外食すらしなくなった中国の消費者層
こうした消費者による“セコロジー”の横行により、売り上げが低迷しているのはスタバだけではない。深圳市内で日本料理店を経営する日本人(44歳)は話す。
「利益率の高い酒類を売ってナンボの日式居酒屋では最近、酒の持ち込みに泣かされています。スーパーで買った日本酒や焼酎を持参する客が少なくない。日本酒の場合、市価の3~4倍で出しますから、客にとってはかなり安上がりです。先日、火鍋店に行ったらスーパーで買ってきた豚肉や羊肉のパックを持参している連中も見かけましたよ」
さらに財布のひもが固い人は、外食すらしないという。
「今、話題の節約術が『インスタント麺買い置きチャレンジ』です。まず給料日に1か月分のインスタント麺を買う。ネットでまとめ買いすれば60食分が2500円ほどで手に入る。これでできるだけ食い繫ぎ、食費を浮かせる。どれだけ節約できたか、SNS上で自慢するのがはやっています」(前出の日本料理店経営者)

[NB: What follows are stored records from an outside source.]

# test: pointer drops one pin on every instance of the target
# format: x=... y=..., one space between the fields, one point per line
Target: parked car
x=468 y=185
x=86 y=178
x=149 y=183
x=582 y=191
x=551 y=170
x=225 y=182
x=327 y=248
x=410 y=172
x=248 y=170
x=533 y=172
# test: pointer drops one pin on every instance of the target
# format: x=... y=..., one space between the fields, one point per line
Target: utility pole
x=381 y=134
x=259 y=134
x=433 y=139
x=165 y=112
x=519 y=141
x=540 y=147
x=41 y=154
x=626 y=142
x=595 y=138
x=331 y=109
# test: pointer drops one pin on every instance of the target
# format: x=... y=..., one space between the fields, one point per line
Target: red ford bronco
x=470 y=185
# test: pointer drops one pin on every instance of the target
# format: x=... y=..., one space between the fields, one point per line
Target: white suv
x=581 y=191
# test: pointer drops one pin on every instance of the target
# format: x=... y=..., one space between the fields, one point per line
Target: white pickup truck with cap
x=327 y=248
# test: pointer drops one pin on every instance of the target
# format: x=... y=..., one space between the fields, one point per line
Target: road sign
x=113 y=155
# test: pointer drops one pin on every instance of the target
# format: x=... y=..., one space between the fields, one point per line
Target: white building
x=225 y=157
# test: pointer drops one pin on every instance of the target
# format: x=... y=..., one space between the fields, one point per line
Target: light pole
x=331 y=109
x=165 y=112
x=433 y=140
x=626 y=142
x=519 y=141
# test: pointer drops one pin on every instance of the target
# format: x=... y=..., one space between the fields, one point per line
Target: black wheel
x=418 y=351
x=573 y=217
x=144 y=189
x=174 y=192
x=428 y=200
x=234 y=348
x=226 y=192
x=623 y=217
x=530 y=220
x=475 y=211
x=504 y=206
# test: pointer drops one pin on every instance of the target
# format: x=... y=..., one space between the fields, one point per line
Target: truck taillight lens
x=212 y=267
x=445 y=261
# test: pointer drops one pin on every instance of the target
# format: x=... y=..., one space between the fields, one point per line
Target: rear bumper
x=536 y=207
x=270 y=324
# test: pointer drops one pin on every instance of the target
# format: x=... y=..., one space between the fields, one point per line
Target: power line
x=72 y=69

庶民の間で消費降級の動きが広がるなか、中国国家統計局が公表した昨年12月の生産者物価指数(PPI)は前年同月比で0.99%の上昇にとどまり、前月の2.7%から大幅に鈍化している。
丸三証券経済調査部長でエコノミストの安達誠司氏は、中国経済でさらに深刻な事態が進んでいる可能性を指摘する。
「中国政府が公表する経済指標は、中立性が疑問視されることが多いですが、相手国のある貿易統計は比較的信用できる。昨年12月の中国貿易統計を見てみると、輸入は前年同期比で7.6%減と’16年7月以降最大の落ち込みとなっている。
貿易戦争が続く米国からの輸入は35.8%減って、これは容易に理解できますが日本からの輸入も7%減で、EUからの輸入も減少している。これはもはや、米中摩擦の影響ではなく、国内の消費全体が落ち込んでいることを示している。デフレを疑ってもいいレベルです」
日本経済の救世主といわれる中国人観光客の爆買いも、いつまで続くのか。あまり頼りすぎないほうがいいのかもしれない。